Quantification of transplant-derived circulating cell-free DNA in absence of a donor genotype

Quantification of cell-free DNA (cfDNA) in circulating blood derived from a transplanted organ is a powerful approach to monitoring post-transplant injury. Genome transplant dynamics (GTD) quantifies donor-derived cfDNA (dd-cfDNA) by taking advantage of single-nucleotide polymorphisms (SNPs) distributed across the genome to discriminate donor and recipient DNA molecules. In its current implementation, GTD requires genotyping of both the transplant recipient and donor. However, in practice, donor genotype information is often unavailable. Here, we address this issue by developing an algorithm that estimates dd-cfDNA levels in the absence of a donor genotype.
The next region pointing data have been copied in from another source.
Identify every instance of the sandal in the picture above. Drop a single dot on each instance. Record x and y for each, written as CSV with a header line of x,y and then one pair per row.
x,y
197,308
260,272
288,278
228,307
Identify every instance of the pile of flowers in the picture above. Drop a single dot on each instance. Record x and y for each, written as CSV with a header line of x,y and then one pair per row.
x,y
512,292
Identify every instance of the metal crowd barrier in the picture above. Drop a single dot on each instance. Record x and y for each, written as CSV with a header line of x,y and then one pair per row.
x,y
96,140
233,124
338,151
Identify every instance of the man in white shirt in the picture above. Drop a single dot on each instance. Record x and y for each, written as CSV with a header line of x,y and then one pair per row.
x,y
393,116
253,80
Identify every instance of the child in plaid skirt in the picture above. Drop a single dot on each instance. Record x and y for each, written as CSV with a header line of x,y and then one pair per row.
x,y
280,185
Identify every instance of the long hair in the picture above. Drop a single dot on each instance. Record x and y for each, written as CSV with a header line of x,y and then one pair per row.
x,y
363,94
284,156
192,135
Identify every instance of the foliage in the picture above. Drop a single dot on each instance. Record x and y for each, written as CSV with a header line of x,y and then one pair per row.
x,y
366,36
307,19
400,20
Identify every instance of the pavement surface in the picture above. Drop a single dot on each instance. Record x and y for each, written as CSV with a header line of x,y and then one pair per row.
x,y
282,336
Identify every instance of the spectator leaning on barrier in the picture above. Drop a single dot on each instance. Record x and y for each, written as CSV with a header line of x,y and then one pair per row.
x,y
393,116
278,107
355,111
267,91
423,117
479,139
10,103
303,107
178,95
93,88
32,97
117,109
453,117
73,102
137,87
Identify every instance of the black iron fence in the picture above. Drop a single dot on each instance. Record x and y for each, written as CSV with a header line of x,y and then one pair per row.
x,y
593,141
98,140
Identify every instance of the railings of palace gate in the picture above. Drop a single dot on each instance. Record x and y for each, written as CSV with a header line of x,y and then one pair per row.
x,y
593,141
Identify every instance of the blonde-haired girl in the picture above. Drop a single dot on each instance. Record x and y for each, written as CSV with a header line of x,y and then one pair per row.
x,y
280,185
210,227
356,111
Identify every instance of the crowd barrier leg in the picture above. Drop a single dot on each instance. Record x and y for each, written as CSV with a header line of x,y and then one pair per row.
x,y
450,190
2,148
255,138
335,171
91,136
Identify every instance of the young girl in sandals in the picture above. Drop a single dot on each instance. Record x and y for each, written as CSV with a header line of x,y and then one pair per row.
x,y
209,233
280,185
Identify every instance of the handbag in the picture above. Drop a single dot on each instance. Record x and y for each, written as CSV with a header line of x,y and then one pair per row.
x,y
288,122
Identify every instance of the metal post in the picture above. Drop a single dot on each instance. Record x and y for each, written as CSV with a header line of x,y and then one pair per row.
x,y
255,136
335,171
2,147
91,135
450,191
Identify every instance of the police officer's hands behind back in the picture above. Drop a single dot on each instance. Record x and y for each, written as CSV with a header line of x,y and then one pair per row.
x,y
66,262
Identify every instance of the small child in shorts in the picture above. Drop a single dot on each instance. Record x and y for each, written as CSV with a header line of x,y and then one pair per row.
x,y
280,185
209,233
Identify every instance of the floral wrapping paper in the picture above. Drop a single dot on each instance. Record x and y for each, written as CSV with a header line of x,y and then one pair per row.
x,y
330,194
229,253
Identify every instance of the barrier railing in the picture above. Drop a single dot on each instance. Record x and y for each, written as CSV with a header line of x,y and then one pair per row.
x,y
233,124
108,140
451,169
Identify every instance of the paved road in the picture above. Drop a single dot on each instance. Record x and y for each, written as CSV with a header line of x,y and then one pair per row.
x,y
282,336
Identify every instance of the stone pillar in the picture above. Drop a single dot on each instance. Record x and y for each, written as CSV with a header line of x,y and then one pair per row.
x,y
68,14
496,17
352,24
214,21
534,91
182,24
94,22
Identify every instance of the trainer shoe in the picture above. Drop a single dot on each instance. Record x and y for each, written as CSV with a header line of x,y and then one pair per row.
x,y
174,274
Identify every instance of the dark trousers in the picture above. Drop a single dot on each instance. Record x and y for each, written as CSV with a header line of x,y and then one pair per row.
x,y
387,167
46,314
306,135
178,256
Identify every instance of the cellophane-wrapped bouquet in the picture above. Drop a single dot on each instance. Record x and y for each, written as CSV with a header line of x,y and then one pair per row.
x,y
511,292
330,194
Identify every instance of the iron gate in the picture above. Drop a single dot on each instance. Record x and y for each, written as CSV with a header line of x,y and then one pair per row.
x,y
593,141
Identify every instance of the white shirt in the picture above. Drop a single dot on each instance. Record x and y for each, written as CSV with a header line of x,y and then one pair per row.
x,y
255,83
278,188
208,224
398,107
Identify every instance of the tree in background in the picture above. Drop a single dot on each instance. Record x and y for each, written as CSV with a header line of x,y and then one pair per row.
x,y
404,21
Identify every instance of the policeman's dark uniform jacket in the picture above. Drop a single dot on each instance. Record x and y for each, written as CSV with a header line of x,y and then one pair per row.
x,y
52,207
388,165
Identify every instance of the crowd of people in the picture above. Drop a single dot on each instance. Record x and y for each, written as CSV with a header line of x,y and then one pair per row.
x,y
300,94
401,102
Our algorithm predicts heart and lung allograft rejection with an accuracy that is similar to conventional GTD. We furthermore refined the algorithm to handle closely related recipients and donors, a scenario that is common in bone marrow and kidney transplantation. We show that it is possible to estimate dd-cfDNA in bone marrow transplant patients that are unrelated or that are siblings of the donors, using a hidden Markov model (HMM) of identity-by-descent (IBD) states along the genome. Last, we demonstrate that comparing dd-cfDNA to the proportion of donor DNA in white blood cells can differentiate between relapse and the onset of graft-versus-host disease (GVHD). These methods alleviate some of the barriers to the implementation of GTD, which will further widen its clinical application.